La réussite du pressage repose avant tout sur un suivi rigoureux du taux de matière sèche. Un pressage effectué à un taux d’humidité optimal (généralement entre 15 % et 18 %) est indispensable pour prévenir l’échauffement excessif et le développement de moisissures. L’utilisation d’un hygromètre de précision en temps réel permet de garantir une stabilité sanitaire du fourrage sur le long terme, sécurisant ainsi la qualité nutritionnelle pour le bétail.

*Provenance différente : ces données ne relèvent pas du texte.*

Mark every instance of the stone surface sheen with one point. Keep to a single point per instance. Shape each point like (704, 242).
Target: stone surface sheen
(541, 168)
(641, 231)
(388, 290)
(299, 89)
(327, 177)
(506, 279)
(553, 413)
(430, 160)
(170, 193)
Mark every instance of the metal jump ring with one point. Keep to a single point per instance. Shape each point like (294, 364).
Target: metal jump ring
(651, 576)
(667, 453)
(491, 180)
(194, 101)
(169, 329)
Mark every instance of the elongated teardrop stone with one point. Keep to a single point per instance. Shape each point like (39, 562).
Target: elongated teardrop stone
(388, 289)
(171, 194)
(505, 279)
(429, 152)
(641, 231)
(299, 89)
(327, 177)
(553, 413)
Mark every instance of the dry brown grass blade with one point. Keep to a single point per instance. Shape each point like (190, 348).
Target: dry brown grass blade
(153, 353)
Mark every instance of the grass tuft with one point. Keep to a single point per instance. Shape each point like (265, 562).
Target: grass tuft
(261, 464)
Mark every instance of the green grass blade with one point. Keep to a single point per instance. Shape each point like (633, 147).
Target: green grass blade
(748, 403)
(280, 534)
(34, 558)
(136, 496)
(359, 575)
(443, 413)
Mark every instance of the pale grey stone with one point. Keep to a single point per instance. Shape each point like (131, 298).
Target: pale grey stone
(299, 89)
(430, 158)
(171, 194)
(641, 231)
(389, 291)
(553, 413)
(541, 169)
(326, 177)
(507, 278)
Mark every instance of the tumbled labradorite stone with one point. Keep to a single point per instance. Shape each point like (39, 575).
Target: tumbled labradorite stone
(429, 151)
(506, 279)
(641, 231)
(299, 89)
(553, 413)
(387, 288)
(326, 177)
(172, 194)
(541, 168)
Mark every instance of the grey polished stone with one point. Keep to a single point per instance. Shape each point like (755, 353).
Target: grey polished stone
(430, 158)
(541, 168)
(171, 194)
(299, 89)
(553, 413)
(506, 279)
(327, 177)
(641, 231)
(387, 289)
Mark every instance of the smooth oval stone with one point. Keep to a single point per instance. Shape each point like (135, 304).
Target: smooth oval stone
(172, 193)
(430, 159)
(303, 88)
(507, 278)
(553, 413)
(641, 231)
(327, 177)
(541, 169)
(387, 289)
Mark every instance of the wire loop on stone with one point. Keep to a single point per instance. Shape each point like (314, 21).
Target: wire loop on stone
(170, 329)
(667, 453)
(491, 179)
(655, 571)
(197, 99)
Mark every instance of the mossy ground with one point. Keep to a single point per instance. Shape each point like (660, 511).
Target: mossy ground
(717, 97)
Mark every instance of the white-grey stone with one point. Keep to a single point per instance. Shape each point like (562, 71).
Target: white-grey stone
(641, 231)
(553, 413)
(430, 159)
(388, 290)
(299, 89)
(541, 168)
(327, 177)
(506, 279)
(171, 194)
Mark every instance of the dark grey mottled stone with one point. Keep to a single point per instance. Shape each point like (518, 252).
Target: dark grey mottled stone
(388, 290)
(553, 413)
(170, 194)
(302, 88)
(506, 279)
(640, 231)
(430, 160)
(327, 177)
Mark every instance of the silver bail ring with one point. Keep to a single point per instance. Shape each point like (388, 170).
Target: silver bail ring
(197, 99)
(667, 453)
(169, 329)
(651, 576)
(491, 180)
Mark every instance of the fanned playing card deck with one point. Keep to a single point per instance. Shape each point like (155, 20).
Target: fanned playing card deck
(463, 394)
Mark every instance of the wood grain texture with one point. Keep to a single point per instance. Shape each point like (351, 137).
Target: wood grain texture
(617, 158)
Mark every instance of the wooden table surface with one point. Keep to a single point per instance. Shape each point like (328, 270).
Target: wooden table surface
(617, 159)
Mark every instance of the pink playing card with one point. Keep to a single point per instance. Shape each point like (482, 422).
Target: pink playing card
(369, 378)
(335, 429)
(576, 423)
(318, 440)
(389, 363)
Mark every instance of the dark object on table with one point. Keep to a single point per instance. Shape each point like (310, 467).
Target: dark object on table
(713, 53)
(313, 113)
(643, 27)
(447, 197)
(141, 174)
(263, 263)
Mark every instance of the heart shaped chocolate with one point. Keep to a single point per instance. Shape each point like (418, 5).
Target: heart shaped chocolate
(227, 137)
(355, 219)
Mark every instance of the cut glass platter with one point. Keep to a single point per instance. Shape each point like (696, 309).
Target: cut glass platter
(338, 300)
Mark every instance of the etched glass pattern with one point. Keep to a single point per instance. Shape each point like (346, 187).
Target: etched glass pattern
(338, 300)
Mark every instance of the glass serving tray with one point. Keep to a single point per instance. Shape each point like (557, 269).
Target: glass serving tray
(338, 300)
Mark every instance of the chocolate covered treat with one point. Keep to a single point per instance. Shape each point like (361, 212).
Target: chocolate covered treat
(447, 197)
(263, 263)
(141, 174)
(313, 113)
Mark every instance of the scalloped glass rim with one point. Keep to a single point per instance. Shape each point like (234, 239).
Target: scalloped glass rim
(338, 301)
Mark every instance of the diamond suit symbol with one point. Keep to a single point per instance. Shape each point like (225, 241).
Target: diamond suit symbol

DENSITÉ ET L’OPTIMISATION LOGISTIQUE
L’optimisation de la densité de pressage est un levier majeur de performance économique. Des balles haute densité permettent non seulement de réduire le nombre de manipulations et les coûts de transport à la tonne, mais elles limitent également l’exposition à l’oxygène au cœur de la botte. Une gestion précise de la chambre de pressage assure une régularité de forme, facilitant ainsi l’empilage et la gestion de l’espace de stockage en bâtiment.
LA PRÉSERVATION DE LA VALEUR PROTÉIQUE
Le réglage de la vitesse de ramassage et de la pression au niveau de l’ameneur est déterminant pour la préservation des feuilles, particulièrement sur les légumineuses comme la luzerne. Un pressage trop agressif ou effectué aux heures les plus chaudes de la journée entraîne une perte de ‘fines’, là où se concentre l’essentiel de la valeur protéique. Une approche technique privilégie une intervention tôt en matinée pour bénéficier d’une légère souplesse du fourrage.